Les législatives, 3e tour?
Il est vrai qu’il y a déjà eu, ces dernières années, des signes d’une certaine porosité entre les électorats d’extrême gauche et d’extrême droite. Une partie importante des „lepénistes de base“ est très certainement venue des rangs du parti communiste, dont les effectifs se vidaient à vue d’œil en même temps qu’enflaient ceux du Front puis du Rassemblement national. Même remarque pour La France Insoumise de Mélenchon, formation qui a repris à son compte, dans le paysage politique français, le rôle de „parti de protestation“ qui était celui du PCF, bien au-delà des analyses marxistes-léninistes, et que partage avec lui le RN de Mme Le Pen.

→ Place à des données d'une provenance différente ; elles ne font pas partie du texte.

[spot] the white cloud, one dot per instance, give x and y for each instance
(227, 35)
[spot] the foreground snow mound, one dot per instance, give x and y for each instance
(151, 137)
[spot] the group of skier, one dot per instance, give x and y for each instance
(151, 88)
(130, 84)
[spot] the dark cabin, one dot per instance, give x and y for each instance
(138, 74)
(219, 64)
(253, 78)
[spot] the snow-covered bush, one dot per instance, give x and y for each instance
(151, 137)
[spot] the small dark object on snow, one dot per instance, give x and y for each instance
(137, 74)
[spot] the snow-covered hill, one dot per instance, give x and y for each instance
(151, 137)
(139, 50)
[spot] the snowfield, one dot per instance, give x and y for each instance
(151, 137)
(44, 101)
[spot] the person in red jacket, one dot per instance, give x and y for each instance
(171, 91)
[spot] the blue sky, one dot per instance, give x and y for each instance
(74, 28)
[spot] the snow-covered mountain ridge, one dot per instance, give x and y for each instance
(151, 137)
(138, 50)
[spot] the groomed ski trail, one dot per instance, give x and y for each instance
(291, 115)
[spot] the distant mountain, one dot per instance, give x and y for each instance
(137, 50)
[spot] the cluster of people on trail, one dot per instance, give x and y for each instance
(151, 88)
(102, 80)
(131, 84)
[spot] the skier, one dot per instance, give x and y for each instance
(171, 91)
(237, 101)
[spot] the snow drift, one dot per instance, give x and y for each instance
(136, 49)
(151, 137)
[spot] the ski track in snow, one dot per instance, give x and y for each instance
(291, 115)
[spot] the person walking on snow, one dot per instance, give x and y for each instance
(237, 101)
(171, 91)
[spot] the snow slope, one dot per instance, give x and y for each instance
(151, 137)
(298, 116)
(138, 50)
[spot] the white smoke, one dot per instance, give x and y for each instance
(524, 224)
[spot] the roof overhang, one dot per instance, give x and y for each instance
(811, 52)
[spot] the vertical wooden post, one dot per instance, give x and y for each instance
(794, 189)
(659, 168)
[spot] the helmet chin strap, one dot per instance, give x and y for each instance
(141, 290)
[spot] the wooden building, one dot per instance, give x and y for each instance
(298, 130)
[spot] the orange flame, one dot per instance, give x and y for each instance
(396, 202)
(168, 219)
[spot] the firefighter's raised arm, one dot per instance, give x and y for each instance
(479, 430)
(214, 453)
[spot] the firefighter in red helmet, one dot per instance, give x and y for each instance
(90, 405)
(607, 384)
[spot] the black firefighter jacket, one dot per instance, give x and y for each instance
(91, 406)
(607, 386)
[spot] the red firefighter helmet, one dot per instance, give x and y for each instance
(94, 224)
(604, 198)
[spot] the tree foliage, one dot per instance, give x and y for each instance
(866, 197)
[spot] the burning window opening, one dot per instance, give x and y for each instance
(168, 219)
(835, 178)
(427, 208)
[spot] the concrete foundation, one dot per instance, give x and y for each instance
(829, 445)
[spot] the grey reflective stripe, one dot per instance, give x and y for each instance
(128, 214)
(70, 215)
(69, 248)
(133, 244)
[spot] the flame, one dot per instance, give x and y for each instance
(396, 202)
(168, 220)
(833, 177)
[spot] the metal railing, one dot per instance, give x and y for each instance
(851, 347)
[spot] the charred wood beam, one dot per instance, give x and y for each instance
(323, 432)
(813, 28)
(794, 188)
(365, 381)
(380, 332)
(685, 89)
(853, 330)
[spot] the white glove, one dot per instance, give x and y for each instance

Les deux candidats encore en lice ont déjà commencé à envoyer en direction de cet électorat de gauche (moins en l’occurrence les socialistes que les écologistes) et d’extrême gauche (les mélenchonistes en tout cas) des messages de séduction qui font un peu sourire les spécialistes – ou grincer des dents, c’est selon. Mme Le Pen se découvre ainsi une passion pour l’environnement, et continue à parler inlassablement du pouvoir d’achat, tandis que M. Macron prend brusquement conscience que repousser l’âge de la retraite à 65 ans est peut-être un peu difficile à admettre pour les syndicats, et parle finalement de 64 ans, en attendant peut-être une autre reculade …
Mais pour ceux qui ne sont plus directement en campagne, c’est de toute façon un autre combat électoral, majeur lui aussi, qui se profile déjà à l’horizon: celui des législatives de juin. Car c’est là, une fois acquis le verdict de la course à l’Elysée, que se jouera le deuxième temps de la recomposition politique de la France, au cours d’un nouveau round politique dont les vaincus d’aujourd’hui comptent bien faire le troisième tour de la présidentielle.